各大兽族暗中咬牙切齿,发誓要推翻羽族统治,这是想都不用想的必然结果,但凤凰岛上高手如云,掌握着超时代水平的魔法系统,凤凰天女本人又是近乎南蛮无敌的存在,各大兽族就算联手反抗,也只会像豆腐渣一样被轻易踩烂。所以,如果说攻击凤凰岛的敌人来自南蛮,这点我可以接受,但谁有这份能耐?

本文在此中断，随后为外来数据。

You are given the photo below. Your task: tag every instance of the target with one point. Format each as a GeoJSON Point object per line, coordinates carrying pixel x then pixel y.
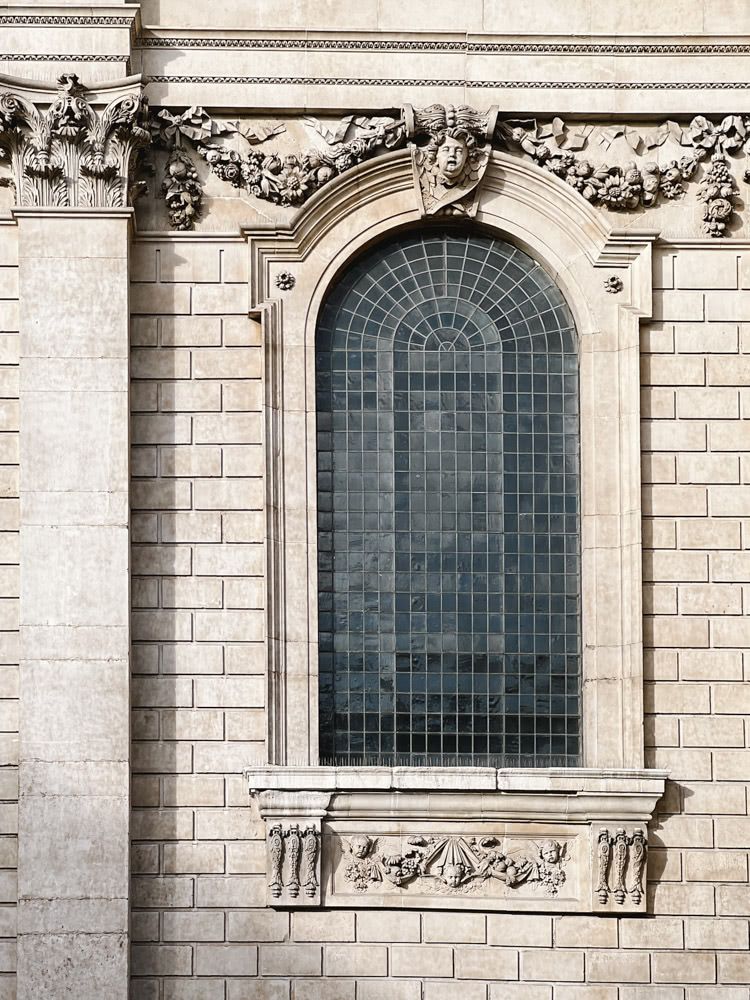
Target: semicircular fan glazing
{"type": "Point", "coordinates": [448, 508]}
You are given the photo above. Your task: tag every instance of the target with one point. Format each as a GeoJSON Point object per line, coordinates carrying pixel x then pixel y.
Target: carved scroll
{"type": "Point", "coordinates": [293, 863]}
{"type": "Point", "coordinates": [70, 154]}
{"type": "Point", "coordinates": [450, 154]}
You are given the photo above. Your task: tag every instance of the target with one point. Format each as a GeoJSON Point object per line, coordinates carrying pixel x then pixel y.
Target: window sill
{"type": "Point", "coordinates": [556, 839]}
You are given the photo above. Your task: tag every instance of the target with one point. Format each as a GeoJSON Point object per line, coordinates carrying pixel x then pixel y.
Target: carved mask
{"type": "Point", "coordinates": [451, 157]}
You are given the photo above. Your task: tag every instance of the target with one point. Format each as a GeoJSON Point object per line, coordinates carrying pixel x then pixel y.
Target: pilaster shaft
{"type": "Point", "coordinates": [74, 732]}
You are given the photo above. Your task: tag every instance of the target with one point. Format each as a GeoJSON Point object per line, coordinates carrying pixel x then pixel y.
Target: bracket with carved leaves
{"type": "Point", "coordinates": [70, 154]}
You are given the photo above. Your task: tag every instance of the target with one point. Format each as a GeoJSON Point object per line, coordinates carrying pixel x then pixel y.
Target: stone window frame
{"type": "Point", "coordinates": [605, 275]}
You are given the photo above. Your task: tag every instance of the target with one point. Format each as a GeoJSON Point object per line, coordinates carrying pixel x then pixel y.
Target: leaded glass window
{"type": "Point", "coordinates": [448, 508]}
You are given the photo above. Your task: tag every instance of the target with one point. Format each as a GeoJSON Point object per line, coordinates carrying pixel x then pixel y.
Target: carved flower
{"type": "Point", "coordinates": [285, 280]}
{"type": "Point", "coordinates": [325, 174]}
{"type": "Point", "coordinates": [252, 173]}
{"type": "Point", "coordinates": [343, 161]}
{"type": "Point", "coordinates": [293, 186]}
{"type": "Point", "coordinates": [232, 172]}
{"type": "Point", "coordinates": [718, 208]}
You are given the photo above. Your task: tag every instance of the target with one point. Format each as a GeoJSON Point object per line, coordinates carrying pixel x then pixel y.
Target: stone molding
{"type": "Point", "coordinates": [460, 838]}
{"type": "Point", "coordinates": [75, 148]}
{"type": "Point", "coordinates": [291, 179]}
{"type": "Point", "coordinates": [550, 221]}
{"type": "Point", "coordinates": [542, 47]}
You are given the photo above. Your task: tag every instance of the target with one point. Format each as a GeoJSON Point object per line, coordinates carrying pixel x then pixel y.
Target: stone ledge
{"type": "Point", "coordinates": [554, 839]}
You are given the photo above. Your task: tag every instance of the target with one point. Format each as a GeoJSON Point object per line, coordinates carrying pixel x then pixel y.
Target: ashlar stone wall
{"type": "Point", "coordinates": [199, 932]}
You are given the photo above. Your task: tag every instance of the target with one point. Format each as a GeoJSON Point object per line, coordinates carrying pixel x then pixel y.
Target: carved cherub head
{"type": "Point", "coordinates": [453, 875]}
{"type": "Point", "coordinates": [360, 845]}
{"type": "Point", "coordinates": [549, 852]}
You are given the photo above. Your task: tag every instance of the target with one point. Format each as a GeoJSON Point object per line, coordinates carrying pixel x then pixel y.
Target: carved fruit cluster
{"type": "Point", "coordinates": [291, 179]}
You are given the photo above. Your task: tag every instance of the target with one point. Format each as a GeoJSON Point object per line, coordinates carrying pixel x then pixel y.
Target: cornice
{"type": "Point", "coordinates": [91, 15]}
{"type": "Point", "coordinates": [544, 46]}
{"type": "Point", "coordinates": [67, 57]}
{"type": "Point", "coordinates": [462, 82]}
{"type": "Point", "coordinates": [41, 92]}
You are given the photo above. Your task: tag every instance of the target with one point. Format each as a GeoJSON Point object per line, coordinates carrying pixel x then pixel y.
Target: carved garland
{"type": "Point", "coordinates": [450, 150]}
{"type": "Point", "coordinates": [454, 864]}
{"type": "Point", "coordinates": [69, 155]}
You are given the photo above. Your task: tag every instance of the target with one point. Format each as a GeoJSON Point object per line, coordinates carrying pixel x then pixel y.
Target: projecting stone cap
{"type": "Point", "coordinates": [557, 839]}
{"type": "Point", "coordinates": [69, 146]}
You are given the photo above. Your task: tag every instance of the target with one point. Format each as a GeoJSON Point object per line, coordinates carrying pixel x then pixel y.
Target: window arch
{"type": "Point", "coordinates": [448, 508]}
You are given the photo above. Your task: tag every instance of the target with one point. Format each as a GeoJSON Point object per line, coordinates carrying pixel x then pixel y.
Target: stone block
{"type": "Point", "coordinates": [553, 966]}
{"type": "Point", "coordinates": [618, 967]}
{"type": "Point", "coordinates": [161, 960]}
{"type": "Point", "coordinates": [585, 932]}
{"type": "Point", "coordinates": [226, 960]}
{"type": "Point", "coordinates": [394, 926]}
{"type": "Point", "coordinates": [291, 960]}
{"type": "Point", "coordinates": [651, 934]}
{"type": "Point", "coordinates": [190, 858]}
{"type": "Point", "coordinates": [422, 961]}
{"type": "Point", "coordinates": [231, 893]}
{"type": "Point", "coordinates": [684, 967]}
{"type": "Point", "coordinates": [193, 926]}
{"type": "Point", "coordinates": [454, 928]}
{"type": "Point", "coordinates": [337, 925]}
{"type": "Point", "coordinates": [487, 963]}
{"type": "Point", "coordinates": [355, 960]}
{"type": "Point", "coordinates": [726, 934]}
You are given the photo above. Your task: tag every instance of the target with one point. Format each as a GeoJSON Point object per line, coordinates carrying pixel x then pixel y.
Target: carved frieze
{"type": "Point", "coordinates": [451, 147]}
{"type": "Point", "coordinates": [70, 154]}
{"type": "Point", "coordinates": [450, 865]}
{"type": "Point", "coordinates": [355, 848]}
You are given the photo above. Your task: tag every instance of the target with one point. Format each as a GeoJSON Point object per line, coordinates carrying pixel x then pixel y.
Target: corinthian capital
{"type": "Point", "coordinates": [71, 146]}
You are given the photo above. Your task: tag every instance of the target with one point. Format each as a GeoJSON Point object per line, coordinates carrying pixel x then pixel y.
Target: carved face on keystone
{"type": "Point", "coordinates": [550, 852]}
{"type": "Point", "coordinates": [451, 156]}
{"type": "Point", "coordinates": [360, 845]}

这确实是个好方向,不过要驱动这种遮天蔽日规模的超级魔法,伊斯塔恐怕还没有人能够作到,现今的情况是如此,二十年前恐怕也不会好到哪去,况且对照时间一算,那时心剑神尼已然叛国出逃,伊斯塔的高手耆宿在追捕过程中与她连场大战,被杀得七零八落,优秀人才为之一空,哪还找得到驱动这种超级魔法的高手?
“万兽尊者?”
万兽尊者确实有重嫌,然而,众所皆知,万兽尊者并不懂得魔法……
万兽尊者长年不离兽神峰,在自己的行宫中享尽人间艳福,寻常兽人如果不是去进贡女奴或收拾屏体,根本没法上兽神峰一步,更何况是茅延安。

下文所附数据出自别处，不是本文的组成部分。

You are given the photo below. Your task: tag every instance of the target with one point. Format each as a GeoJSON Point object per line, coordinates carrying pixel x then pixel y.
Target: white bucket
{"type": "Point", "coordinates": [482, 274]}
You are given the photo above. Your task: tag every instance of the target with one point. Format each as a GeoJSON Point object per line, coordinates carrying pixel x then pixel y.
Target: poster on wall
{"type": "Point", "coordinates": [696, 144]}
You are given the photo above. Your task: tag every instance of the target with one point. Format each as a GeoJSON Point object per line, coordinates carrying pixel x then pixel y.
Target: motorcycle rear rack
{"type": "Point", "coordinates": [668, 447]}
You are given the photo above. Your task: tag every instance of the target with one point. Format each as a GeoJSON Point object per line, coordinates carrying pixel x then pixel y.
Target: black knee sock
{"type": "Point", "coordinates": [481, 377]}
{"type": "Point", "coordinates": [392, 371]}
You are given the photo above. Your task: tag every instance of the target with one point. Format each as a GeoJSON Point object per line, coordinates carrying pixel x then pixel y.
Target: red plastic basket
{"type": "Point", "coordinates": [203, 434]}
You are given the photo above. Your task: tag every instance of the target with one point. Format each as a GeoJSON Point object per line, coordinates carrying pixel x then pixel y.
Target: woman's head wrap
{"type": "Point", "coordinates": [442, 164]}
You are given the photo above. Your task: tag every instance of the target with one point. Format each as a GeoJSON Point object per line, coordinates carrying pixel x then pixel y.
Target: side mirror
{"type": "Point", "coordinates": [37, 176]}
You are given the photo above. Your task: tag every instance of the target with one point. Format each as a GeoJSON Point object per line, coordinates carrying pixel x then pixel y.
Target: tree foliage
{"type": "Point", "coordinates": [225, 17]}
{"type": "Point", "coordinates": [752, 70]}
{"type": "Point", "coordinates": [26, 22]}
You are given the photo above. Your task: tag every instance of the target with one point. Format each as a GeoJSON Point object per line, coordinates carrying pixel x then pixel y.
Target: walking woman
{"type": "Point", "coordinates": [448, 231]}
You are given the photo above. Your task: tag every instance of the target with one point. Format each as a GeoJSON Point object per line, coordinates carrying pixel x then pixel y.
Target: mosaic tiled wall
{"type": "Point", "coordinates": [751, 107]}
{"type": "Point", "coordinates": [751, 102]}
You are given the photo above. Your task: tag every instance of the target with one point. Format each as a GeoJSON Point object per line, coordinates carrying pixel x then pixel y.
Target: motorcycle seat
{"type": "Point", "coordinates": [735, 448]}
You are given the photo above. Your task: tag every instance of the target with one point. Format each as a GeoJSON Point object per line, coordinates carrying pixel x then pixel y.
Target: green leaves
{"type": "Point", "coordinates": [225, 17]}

心禅大师这么慨叹着,因为二十多年来,变态老爸对凤凰天女失踪一事,全然不闻不问,毫不关心,否则以他手上的资源与个人力量,调查起来说不定更有成效。
心禅大师的疑问,这却是我答不出的东西,因为变态老爸在想什么,从没有人能够明了,他的两名挚友不能,他的亲生儿子也不能。或许他是佯作不关心,暗中进行调查;或许他是真的无动于衷;又或许……他根本早已忘记曾在南蛮干过一个叫凤凰天女的女人。

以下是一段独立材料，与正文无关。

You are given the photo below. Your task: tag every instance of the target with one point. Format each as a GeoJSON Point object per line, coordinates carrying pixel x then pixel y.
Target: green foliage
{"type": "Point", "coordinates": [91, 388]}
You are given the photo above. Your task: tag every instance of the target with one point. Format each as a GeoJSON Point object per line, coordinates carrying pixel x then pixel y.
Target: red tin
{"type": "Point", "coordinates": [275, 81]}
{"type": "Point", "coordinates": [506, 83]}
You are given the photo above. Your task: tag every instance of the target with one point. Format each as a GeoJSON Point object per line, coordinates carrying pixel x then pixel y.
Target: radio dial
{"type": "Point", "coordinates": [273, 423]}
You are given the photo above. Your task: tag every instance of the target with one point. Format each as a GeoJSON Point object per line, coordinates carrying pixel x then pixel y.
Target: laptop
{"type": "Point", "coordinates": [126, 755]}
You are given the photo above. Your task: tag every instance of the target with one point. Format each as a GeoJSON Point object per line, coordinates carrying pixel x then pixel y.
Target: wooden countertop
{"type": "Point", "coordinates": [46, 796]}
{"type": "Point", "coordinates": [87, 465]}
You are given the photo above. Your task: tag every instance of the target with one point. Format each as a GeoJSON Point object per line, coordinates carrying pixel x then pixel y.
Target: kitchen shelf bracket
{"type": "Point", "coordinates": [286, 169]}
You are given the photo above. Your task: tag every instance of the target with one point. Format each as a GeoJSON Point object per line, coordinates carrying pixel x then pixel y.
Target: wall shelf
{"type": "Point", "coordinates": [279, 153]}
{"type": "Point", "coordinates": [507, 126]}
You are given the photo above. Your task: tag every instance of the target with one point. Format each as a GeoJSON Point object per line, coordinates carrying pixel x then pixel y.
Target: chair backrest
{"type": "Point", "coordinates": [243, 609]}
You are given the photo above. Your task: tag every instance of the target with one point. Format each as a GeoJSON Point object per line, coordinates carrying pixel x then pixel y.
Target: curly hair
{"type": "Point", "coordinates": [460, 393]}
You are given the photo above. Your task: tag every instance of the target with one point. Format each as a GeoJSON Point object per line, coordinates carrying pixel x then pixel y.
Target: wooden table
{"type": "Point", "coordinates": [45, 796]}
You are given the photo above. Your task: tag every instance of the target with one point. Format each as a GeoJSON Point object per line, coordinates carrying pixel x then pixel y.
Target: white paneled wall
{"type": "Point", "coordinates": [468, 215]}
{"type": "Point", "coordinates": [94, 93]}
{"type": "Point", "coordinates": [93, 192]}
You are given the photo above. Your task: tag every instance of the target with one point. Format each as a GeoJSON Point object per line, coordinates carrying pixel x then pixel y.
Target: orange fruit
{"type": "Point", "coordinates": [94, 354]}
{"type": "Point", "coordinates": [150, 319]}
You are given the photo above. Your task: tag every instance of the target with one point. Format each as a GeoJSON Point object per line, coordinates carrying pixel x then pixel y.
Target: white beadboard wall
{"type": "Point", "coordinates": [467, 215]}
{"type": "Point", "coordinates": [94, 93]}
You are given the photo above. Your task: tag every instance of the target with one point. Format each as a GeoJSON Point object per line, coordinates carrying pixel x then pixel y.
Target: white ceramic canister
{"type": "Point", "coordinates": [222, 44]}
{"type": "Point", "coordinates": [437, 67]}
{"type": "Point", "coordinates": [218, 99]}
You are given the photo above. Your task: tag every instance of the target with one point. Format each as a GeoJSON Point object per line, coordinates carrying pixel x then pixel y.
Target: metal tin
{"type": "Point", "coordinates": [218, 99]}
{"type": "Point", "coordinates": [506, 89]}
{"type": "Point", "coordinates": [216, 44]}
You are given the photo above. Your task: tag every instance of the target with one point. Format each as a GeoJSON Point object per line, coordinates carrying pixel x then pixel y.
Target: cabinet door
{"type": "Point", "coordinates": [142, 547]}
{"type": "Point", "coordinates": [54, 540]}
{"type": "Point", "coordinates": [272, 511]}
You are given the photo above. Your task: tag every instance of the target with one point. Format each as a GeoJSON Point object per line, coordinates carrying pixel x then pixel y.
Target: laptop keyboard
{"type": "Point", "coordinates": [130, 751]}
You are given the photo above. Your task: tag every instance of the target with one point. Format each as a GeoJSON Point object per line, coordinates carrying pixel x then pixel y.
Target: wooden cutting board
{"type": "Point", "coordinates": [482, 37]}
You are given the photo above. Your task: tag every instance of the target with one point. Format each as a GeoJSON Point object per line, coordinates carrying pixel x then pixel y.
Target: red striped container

凤凰岛的公案,茅延安查了二十年都没有下文,自然不可能被我们三个人说说就讲出结果来,我搁置了没意义的讨论,向心禅大师、茅延安问起他们记忆中的凤凰天女。
说到凤凰天女,心禅大师与茅延安回忆过往,都露出一种迷醉的神色。这种眼神我很熟悉,那是所有雄性生物看到绝美异性时,不由自主地惊艳、迷恋的眼神,以实际例子来说,我只在月樱身边的男人眼中见过,换言之,当年的凤凰天女,其艳色与风姿不在今日的月樱之下。
听他们的叙述,我又惊又喜,但又有几分不解,想不出这样完美的女性为什么会看上我那变态的老爸。不过,在他们回。忆过往的同时,我意外发现了一件秘密,那就是当年在凤凰岛上,虽然是变态老爸抱得美人归,但他的两名同伴却也被凤凰天女的魅力所俘虏。
茅延安多年来风流韵事不断,留恋花丛,却始终单身,心禅大师更是出家为僧,看破红尘,或许就是因为当年凤凰岛上的遗憾吧!身为人子,对于这样的事,我觉得有点骄傲,但是似乎又有些……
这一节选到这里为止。